Open Voices News Roundup: October 7

Every week, we bring you the latest news in placemaking, landscape architecture, the nature-mental health link, and much more. Check back each week for new roundups and items.

Redesigning New York’s Hidden Public Spaces to Create A More Resilient City
“It’s a little known fact that some 5.3 million square feet of “leftover” space courses through Manhattan, largely wasted. It’s street-related filler space–the concrete medians in the middle of streets, the odd-shaped traffic medians–that few people think about, but it totals up to be the equivalent square footage of about 92 football fields…What if some of the more generous central medians throughout New York’s street system were turned into green infrastructure: parklets that have been keenly designed to absorb and funnel storm water; generate solar electricity; and recycle food waste, which is another matter that Mayor Bloomberg is championing these days in the spirit of saving roughly $100 million a year by diverting organic residential waste from landfills.”

Of Goats And Gardens: Making Sense Of Urban Agriculture In LA
“Lots of people are excited about local food, healthier eating and sustainable cities these days. And that’s sparked a renewed interest in the development of urban agriculture around the country. But few people actually know what it is or what’s already happening around them…Enter a dedicated group of urban planning graduate students at the University of California, Los Angeles. In six months, they waded through the bureaucratic nightmare of urban agriculture laws, ordinances and regulations in each of LA county’s 88 cities, using old fashioned in-person interviews and that device called the telephone, so you won’t have to. The result? A handy assessment of the city’s urban agriculture scene…The students also created an interactive map showing the location of more than 1,200 formal urban agriculture sites across the county, from school gardens to nurseries, farms and community gardens using Google maps.”
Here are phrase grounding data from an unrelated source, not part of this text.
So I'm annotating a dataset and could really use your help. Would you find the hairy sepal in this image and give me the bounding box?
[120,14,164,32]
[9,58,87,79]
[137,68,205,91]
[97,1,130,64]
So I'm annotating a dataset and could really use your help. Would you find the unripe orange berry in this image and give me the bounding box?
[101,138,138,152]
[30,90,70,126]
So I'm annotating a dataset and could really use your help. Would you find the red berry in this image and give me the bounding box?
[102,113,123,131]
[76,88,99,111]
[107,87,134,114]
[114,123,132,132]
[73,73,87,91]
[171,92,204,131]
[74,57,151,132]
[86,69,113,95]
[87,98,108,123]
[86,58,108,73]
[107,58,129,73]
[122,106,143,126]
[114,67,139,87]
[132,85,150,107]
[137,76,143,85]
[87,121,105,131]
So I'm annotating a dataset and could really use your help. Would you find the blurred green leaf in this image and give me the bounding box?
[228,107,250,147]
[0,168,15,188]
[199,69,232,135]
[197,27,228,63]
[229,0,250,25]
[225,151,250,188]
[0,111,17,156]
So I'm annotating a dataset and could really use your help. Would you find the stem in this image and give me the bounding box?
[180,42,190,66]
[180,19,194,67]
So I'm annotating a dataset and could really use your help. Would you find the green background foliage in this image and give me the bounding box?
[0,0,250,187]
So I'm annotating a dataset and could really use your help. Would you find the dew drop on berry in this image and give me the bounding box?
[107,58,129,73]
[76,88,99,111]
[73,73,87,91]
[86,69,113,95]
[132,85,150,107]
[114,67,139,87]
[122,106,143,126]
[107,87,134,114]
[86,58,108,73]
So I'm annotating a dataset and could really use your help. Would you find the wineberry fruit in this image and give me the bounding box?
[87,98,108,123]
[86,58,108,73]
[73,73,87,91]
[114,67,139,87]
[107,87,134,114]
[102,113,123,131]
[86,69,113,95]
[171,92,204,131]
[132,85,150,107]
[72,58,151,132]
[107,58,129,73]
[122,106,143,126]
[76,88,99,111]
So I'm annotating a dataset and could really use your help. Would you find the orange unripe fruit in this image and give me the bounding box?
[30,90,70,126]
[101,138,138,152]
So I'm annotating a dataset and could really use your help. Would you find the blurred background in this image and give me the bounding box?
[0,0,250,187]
Sprouting in Baltimore: A 64-page Urban Agriculture Policy Plan
“Agriculture in Baltimore has boomed, with 13 urban farms and 72 community gardens here now, by the city’s reckoning. But with such growth have come challenges as well. One of those challenges became apparent over the summer when the Baltimore Free Farm in Hampden discovered that a developer was bidding on city-owned land where the collective had been farming and conducting educational activities for years…This week the city released a draft urban agriculture plan, “Homegrown Baltimore,” that attempts to address the issue of land security and a host of other areas, with an eye toward increasing the production and consumption of locally grown food in the city.”

The Green Country Town
“Fishing in the Schuylkill, family fun runs in Hunting Park, hiking in the Pennypack, evening campfires, relaxing on a neighborhood park bench, bird-watching, biking along Cobbs Creek, tending a community garden, enjoying the shade of a street tree – these are just some of the fond experiences we all share thanks to our world-class Philadelphia parks and forests. Philadelphia is an urban ecosystem that includes nature and humans, highways and waterways, buildings and forests, all of which work together as a single system…Everyone has a role to play in ensuring the future of Philadelphia’s forests. No open space is too small to contribute to this important effort. Actions that property owners take in their own yards can benefit their neighborhood and the city.”